2. Muarraf (definendum) salah satu had tersebut lebih diketahui dari muarraf had
yang satu lagi. Had yang muarraf-nya lebih dikenal lebih kuat karena lebih
membawa kepada maksud ta’rif (definisi).
3. Salah satu di antaara had tersebut didefinisikan dengan hal-hal yang bersifat dzati
sedangkan yang sau lagi didefinisikan bersifat ardhi (menggunakan sifat
tambahan). Had yang didefinsikan dengan dzattiyat lebih utama dari pada yang
mengandung sifat ardhiyat.
4. Salah satu di antara dua had itu lebih umum ibandingkan dengan yang lain. Had
yang lebih umum dianggap lebih kat karena dpat pula menjangkau kepada
muarraf yang lain.
5. Salah satu di antara dua had itu mengandung unsur dzatiyat seluruhnya,
sedangkan yang lainnya sebagian saja dari unsur dzatiyat.

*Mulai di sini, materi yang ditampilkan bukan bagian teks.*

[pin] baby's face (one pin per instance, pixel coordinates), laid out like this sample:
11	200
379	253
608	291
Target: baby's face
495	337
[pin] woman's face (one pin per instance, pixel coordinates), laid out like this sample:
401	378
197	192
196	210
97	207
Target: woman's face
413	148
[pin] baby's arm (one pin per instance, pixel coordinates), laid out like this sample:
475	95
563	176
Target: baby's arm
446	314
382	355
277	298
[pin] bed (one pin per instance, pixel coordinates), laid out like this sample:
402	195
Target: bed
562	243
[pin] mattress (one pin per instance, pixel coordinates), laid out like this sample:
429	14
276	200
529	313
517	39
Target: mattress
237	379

Had yang
menggunakan unsur dzatiyat keseluruhannya itu dinyatakan lebih kuat ketimbang
yang lain karena lebih tinggi mutu definisinya.

BAB III

SIMPULAN DAN SARAN

F. Simpulan

Dari berbagai penjelasan yang telah penulis paparkan di bab sebelumnya, penulis
dapat menyimpulkan bahwa:
1. Tarjih adalah ungkapan mengenai diiringinya salah satu dari dua dalil yang pantas
yang menunjukkan kepada apa yang di kehendaki disamping keduanya
berbenturan yang mewajibkan untuk mengamalkan satu di antaranya dan
meninggalkan yang satu lagi;
2. Uraian sebelum ini adalah tentang hal-hal yang dapat dijadikan indikator dalam
menetapkan mana yang terkuat diantara dua dalil yang berbenturan untuk
menngetahui mana yang rajih untuk diamalkan dan mana yang marjuh untuk
selanjutnya tidak boleh diamalkan;
3. Indikator yang disusun daalam bentuk kriteria atau alat ukur untuk menyatakan
bahwa salah satu di antaara dua dalil yang berbentran itu adalah lebih kuat. Alat
ukur ini tentunya dalam bentuk sesuatu yang pasti dan dapat diterima oleh semua
pihak;
4. Kriteria ataau alat ukur yang digunakan untuk menilai yang rajih dari dua dalil
yang berbenturan yang sudah dirumuskan oleh ulama terdahulu masih ada yang
perlu disempurnakan sehingga usaha tarjih yang dilakukan dapat menyelesaikan
masalah dan tidak menimbulkan masalah baru.